With `--default` on PubMed inputs, the CSV columns are:

| Column | Description |
|---|---|
| `title` | Paper title |
| `url` | PubMed link |
| `pmid` | PubMed ID |
| `doi` | DOI |
| `text_source` | Where the text came from (`abstract`, `pmc_fulltext`, `preprint_fulltext`, `unpaywall_pdf`) |
| `methodology` | General method (e.g. GWAS, scRNA-seq, proteomics) |
| `sample_type` | Tissue/sample type and origin |
| `causal_claims` | Statements about causes of schizophrenia inferred from the data |
| `genetics_claims` | Claims about specific genes, loci, or pathways |
| `summary` | 2-3 sentence plain-language summary for triage |

For GEO inputs, `pmid` is replaced by `geo_accession` and `pmids`.

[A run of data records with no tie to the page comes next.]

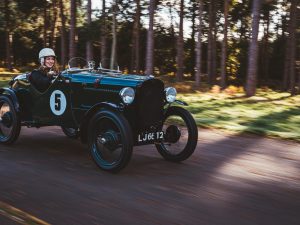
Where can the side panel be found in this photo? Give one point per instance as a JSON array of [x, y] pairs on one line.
[[53, 107]]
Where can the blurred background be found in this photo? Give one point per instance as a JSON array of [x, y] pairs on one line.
[[220, 39]]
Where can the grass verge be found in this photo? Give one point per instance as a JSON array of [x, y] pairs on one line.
[[268, 113]]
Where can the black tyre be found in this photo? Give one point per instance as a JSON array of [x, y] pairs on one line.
[[10, 124], [70, 132], [181, 135], [110, 140]]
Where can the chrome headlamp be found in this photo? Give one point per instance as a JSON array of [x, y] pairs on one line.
[[170, 94], [127, 95]]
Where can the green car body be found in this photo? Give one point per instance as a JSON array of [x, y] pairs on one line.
[[79, 99]]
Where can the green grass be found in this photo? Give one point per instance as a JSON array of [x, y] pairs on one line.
[[268, 113]]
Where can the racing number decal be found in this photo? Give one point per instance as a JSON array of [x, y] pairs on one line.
[[58, 102]]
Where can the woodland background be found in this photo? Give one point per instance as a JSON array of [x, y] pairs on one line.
[[249, 43]]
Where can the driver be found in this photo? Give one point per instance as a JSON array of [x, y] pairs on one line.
[[41, 78]]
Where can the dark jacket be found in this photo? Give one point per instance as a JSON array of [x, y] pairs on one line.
[[40, 80]]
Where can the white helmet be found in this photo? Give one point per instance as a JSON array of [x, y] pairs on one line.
[[44, 53]]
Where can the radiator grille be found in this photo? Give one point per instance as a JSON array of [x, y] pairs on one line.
[[150, 103]]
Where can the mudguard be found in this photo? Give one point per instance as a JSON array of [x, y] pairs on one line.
[[12, 95], [89, 114]]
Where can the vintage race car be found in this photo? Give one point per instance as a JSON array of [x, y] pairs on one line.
[[109, 111]]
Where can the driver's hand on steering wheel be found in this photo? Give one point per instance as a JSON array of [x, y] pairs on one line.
[[52, 74]]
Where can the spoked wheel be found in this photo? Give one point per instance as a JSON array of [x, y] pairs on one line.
[[110, 140], [70, 132], [10, 125], [181, 135]]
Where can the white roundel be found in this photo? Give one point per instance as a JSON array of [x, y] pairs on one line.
[[58, 102]]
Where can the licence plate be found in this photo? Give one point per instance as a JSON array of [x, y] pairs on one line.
[[151, 137]]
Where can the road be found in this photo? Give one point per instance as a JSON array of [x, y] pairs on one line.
[[230, 179]]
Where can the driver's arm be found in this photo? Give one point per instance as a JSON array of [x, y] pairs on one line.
[[40, 80]]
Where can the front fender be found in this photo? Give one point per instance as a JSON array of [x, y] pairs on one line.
[[89, 114], [13, 97]]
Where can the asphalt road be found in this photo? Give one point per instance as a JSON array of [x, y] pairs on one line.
[[229, 180]]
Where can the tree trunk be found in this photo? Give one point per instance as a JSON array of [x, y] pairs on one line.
[[253, 49], [53, 25], [63, 34], [135, 52], [8, 36], [193, 42], [211, 45], [72, 44], [46, 25], [265, 50], [214, 46], [104, 60], [292, 41], [180, 51], [114, 40], [199, 46], [89, 48], [150, 40], [224, 46]]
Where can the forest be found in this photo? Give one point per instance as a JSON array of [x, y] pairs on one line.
[[248, 43]]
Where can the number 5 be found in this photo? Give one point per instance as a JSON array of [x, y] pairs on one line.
[[57, 102]]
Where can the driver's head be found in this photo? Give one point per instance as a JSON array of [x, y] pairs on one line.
[[47, 57]]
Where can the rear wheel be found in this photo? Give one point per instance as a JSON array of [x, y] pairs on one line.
[[10, 124], [70, 132], [181, 135], [110, 140]]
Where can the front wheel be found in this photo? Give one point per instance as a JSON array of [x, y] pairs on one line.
[[10, 125], [181, 135], [110, 140]]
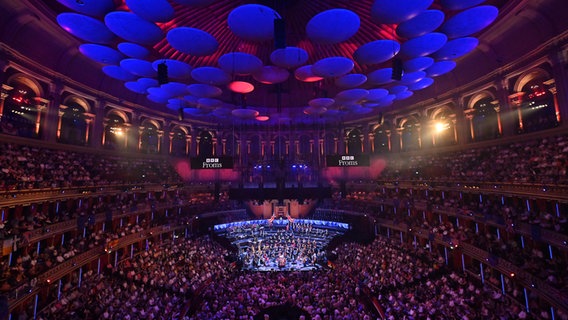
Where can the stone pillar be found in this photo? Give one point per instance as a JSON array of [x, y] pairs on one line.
[[560, 78], [469, 116], [98, 125], [3, 95], [50, 125], [497, 109], [516, 101], [551, 86]]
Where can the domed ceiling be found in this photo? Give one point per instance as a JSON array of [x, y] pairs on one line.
[[276, 60]]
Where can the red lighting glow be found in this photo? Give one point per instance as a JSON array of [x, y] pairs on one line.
[[240, 87]]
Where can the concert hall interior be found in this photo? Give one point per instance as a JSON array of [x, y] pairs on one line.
[[284, 159]]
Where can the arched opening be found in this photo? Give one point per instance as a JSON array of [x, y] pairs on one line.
[[205, 144], [115, 132], [484, 122], [73, 125], [381, 141], [537, 107], [329, 144], [354, 142], [149, 138], [20, 114], [179, 142], [410, 134]]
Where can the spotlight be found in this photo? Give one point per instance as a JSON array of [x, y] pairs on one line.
[[397, 69], [163, 73]]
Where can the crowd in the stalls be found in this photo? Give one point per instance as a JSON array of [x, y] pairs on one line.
[[24, 167], [543, 161], [157, 283], [296, 246], [19, 269]]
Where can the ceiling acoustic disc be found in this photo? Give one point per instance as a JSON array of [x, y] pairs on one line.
[[376, 94], [94, 8], [192, 41], [131, 27], [211, 75], [376, 51], [135, 86], [118, 73], [333, 26], [456, 48], [398, 89], [421, 84], [321, 102], [352, 94], [271, 75], [241, 87], [423, 45], [133, 50], [175, 89], [201, 90], [425, 22], [469, 21], [417, 64], [459, 4], [403, 95], [289, 57], [152, 10], [315, 110], [333, 67], [239, 63], [138, 67], [101, 54], [412, 77], [381, 76], [245, 113], [305, 74], [85, 27], [176, 69], [253, 22], [441, 67], [397, 11], [351, 80]]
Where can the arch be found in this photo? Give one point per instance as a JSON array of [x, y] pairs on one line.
[[205, 144], [77, 101], [354, 144], [478, 96], [528, 76], [23, 79], [179, 127], [118, 113], [156, 124]]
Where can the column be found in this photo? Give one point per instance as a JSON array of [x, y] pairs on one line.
[[134, 130], [60, 114], [50, 127], [97, 140], [194, 142], [49, 132], [551, 86], [3, 95], [497, 109], [400, 132], [469, 116], [516, 100], [560, 75], [419, 129], [166, 138]]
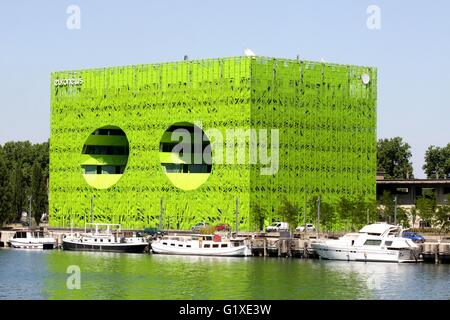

The CSV can be imported directly into Google Sheets (File → Import).

## MCP server

`biolit` ships an MCP server that exposes the pipeline as tools for any MCP-compatible client (Claude Desktop, Claude CLI, OpenAI Agents SDK, etc.).

Start the server:

```bash
biolit-mcp
```

Or test interactively with the MCP inspector:

```bash
mcp dev biolit/mcp_server.py
```

### Configure Claude Desktop

Add to `~/Library/Application Support/Claude/claude_desktop_config.json`:

```json
{
  "mcpServers": {
    "biolit": {
      "command": "biolit-mcp"
    }
  }
}
```

Restart Claude Desktop. The tools will appear in the tool picker.

### Configure Claude CLI

Add a `.mcp.json` in your project root:

```json
{
  "mcpServers": {
    "biolit": {
      "command": "biolit-mcp"
    }
  }
}
```

### Available tools

**Batch pipelines** (equivalent to the `biolit` CLI):

| Tool | Description |
|---|---|
| `run_pipeline` | Screen + extract a list of PMIDs, write results CSV |
| `run_geo_pipeline` | Screen + extract a list of GEO accessions, write results CSV |

**Single-record** (equivalent to `biolit screen`):

| Tool | Description |
|---|---|
| `screen_by_pmid` | Fetch + screen a PubMed paper in one call |
| `screen_by_geo` | Fetch + screen a GEO record in one call |

**Low-level** (for custom workflows):

| Tool | Description |
|---|---|
| `search_pubmed` | Fetch PubMed metadata by PMID |
| `fetch_geo_record` | Fetch and parse a GEO record by accession |
| `fetch_fulltext` | Retrieve full text for a PMID |
| `screen_paper` | LLM relevance screen given pre-fetched text |
| `extract_fields` | Structured field extraction given pre-fetched text |
| `read_pmids_from_eml` | Parse PMIDs from a PubMed alert `.eml` file |

### Use as a Python library

The pipeline functions are importable directly:

```python
from biolit.pipeline import screen_by_pmid, screen_by_geo, run, run_geo
from biolit.llm import get_llm_client

client = get_llm_client("anthropic")

# Single-record screen
result = screen_by_pmid(client, "41627908", "Is this about schizophrenia genomics?")
# {"relevant": True, "reason": "...", "text_source": "abstract"}

# Batch pipeline
run(client, pmids=["41627908", "33741721"], criterion="...", fields_description="methodology, summary", output_path="results.csv")
```

## Known Limitations

- Papers without abstracts or accessible full text are skipped silently.
- Full-text retrieval (`--fulltext`) applies to PubMed inputs only; GEO records use the record metadata directly.